Difficile de résumer le film errant dans son scénario à l'image de cet échalas squelettique se mouvant tant bien que mal dans les rues au son d'un musique très Carpenterienne arrangé au son électro renforçant l'idée d'un trip permanent. Car Gary Green a déjà une tronche à faire fuir les honnêtes gens, et si en plus il se déplace comme Schwarzy dans Terminator en se déboîtant la mâchoire avec les yeux exorbités, on comprend l'hallucination dans laquelle il est plongé. A l'instar de la faune bigarrée croisée sur sa route, macs, prostituées, droguées et paumés constituent son lot quotidien. Fan des années 80, Ryan Kruger revendique d'injecter dans son film des hommages à E.T et à Rencontre du Troisième type, même si le spectateur pense beaucoup plus à Evil Aliens de Jack West ou à l’œuvre de Frank Henenlotter du fait du traitement horrifique et trash de certaines séquences, à l'image de l'accouchement rapide d'une prostituée après un simple coït quelques secondes auparavant.

Au-delà de cette déambulation sous acide, Fried Barry montre une humanité ravagée par la drogue, la violence sociale et l'incompréhension face à un homme mutique et différent dans son allure décharnée et totalement sous produit stupéfiant.
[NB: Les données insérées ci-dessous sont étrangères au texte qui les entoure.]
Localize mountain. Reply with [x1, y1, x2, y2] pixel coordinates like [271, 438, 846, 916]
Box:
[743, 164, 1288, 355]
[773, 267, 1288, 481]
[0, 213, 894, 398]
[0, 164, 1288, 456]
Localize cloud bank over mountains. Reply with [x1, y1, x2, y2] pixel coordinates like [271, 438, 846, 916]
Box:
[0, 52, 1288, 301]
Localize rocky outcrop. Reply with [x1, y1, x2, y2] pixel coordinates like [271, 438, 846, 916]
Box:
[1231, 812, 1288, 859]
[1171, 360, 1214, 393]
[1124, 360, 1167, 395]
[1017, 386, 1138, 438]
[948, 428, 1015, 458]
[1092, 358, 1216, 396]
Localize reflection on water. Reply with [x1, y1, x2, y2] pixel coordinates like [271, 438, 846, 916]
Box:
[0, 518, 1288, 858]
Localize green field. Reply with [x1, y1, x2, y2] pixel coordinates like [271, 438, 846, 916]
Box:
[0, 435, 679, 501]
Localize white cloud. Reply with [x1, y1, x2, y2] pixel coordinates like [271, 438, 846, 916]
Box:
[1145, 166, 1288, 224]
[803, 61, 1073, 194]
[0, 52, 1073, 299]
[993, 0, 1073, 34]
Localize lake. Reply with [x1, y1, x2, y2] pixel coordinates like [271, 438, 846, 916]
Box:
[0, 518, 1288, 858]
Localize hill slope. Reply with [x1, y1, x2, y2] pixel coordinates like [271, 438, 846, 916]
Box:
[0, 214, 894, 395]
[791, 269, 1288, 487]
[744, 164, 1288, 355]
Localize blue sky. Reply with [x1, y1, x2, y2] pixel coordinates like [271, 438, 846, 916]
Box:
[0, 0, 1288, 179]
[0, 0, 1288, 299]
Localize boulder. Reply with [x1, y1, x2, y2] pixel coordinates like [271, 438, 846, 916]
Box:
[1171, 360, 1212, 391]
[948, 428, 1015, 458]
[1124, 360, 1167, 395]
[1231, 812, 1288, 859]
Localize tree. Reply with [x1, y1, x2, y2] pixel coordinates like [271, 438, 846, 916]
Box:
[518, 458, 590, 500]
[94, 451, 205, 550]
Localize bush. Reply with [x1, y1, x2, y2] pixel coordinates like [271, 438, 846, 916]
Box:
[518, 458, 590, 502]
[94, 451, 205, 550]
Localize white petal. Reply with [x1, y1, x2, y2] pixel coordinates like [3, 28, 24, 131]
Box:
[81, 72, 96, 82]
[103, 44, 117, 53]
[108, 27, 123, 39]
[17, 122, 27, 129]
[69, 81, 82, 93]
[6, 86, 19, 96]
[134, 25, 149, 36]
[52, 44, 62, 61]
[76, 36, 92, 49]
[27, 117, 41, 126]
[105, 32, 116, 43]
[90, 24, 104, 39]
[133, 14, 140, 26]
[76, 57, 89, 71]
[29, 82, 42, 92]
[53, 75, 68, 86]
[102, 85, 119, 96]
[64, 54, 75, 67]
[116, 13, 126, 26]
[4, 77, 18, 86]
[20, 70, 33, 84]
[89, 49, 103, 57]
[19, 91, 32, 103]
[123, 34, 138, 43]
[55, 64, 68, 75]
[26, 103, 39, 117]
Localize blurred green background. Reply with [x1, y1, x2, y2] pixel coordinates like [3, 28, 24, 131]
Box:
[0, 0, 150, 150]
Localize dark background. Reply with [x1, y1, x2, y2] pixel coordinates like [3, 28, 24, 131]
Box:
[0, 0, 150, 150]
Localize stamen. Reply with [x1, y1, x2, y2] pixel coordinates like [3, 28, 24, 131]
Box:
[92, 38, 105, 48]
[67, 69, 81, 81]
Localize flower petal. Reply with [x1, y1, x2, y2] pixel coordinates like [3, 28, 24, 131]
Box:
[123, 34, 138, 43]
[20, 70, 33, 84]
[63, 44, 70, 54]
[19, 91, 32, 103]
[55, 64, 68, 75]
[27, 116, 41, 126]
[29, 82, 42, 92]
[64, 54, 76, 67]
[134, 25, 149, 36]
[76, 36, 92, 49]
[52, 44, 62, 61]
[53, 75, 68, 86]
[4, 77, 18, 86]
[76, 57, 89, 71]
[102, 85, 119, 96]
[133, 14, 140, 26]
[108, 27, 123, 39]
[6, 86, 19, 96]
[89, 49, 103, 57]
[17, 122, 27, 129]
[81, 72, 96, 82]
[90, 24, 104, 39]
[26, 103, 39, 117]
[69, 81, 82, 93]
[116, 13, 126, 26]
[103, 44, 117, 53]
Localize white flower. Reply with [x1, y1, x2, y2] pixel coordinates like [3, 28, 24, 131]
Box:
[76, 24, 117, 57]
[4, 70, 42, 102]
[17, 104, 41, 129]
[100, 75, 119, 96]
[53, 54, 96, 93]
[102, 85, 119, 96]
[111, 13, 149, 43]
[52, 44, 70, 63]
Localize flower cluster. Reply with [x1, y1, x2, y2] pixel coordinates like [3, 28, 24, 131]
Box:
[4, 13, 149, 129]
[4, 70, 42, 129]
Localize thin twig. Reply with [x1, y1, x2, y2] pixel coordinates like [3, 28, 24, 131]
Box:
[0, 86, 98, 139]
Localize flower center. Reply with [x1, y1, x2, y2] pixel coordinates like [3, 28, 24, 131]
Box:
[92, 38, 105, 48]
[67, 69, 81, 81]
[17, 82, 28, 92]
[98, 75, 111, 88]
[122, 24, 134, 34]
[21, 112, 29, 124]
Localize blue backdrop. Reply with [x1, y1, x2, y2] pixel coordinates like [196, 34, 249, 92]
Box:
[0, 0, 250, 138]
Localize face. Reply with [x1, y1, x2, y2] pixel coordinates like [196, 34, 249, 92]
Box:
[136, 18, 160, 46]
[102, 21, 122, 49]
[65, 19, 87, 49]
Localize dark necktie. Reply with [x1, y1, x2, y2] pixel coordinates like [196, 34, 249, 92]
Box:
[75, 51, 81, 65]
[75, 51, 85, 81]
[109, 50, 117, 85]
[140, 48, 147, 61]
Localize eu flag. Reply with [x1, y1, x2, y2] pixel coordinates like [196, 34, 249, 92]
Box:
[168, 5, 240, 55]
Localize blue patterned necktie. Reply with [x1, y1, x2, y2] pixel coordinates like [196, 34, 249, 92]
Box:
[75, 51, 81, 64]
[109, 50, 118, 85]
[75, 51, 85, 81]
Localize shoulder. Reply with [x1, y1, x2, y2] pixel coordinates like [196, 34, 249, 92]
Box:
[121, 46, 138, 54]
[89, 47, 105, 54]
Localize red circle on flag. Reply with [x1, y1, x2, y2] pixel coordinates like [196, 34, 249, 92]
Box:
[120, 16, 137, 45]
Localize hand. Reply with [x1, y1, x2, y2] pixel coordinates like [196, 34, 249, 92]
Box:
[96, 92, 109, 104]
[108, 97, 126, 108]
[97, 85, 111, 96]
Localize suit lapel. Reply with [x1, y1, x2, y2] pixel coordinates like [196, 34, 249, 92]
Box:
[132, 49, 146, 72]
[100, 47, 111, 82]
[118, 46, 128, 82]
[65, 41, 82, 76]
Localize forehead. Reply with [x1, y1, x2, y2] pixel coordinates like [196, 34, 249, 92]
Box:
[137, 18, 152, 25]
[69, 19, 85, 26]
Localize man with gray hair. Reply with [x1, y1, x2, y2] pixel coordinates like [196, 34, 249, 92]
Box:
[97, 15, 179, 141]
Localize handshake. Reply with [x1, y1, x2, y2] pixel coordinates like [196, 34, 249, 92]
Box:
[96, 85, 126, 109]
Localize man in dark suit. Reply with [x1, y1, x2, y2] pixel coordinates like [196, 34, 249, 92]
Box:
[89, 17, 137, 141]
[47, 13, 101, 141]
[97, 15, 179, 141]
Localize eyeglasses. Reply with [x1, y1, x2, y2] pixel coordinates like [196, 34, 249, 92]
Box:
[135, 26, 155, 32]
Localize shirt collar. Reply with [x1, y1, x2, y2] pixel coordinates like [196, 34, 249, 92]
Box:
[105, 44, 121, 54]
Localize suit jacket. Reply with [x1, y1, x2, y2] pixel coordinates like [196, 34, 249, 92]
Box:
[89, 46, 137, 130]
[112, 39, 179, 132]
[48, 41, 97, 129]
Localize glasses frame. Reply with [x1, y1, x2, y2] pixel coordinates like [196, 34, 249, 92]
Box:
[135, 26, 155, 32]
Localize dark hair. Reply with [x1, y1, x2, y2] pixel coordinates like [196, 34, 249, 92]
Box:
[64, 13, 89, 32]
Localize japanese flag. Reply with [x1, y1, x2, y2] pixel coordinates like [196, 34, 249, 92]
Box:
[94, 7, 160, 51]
Au final, le film réussit son pari un peu fou d'improvisation organisée grâce à la prestation de son héros principal tenant le métrage sur le fil de son corps osseux au milieu d'une faune perdue, entre scènes horrifiques parfois crus et moments de poésie involontaire. Sur la fin, Barry est enfermé dans une maison de fous (Kruger vénère Vol au-dessus d'un nid de coucous), car les autorités ne savent pas quoi faire de ce gars-là. A ce moment-là, l'extra-terrestre redevient humain et retourne parmi les siens.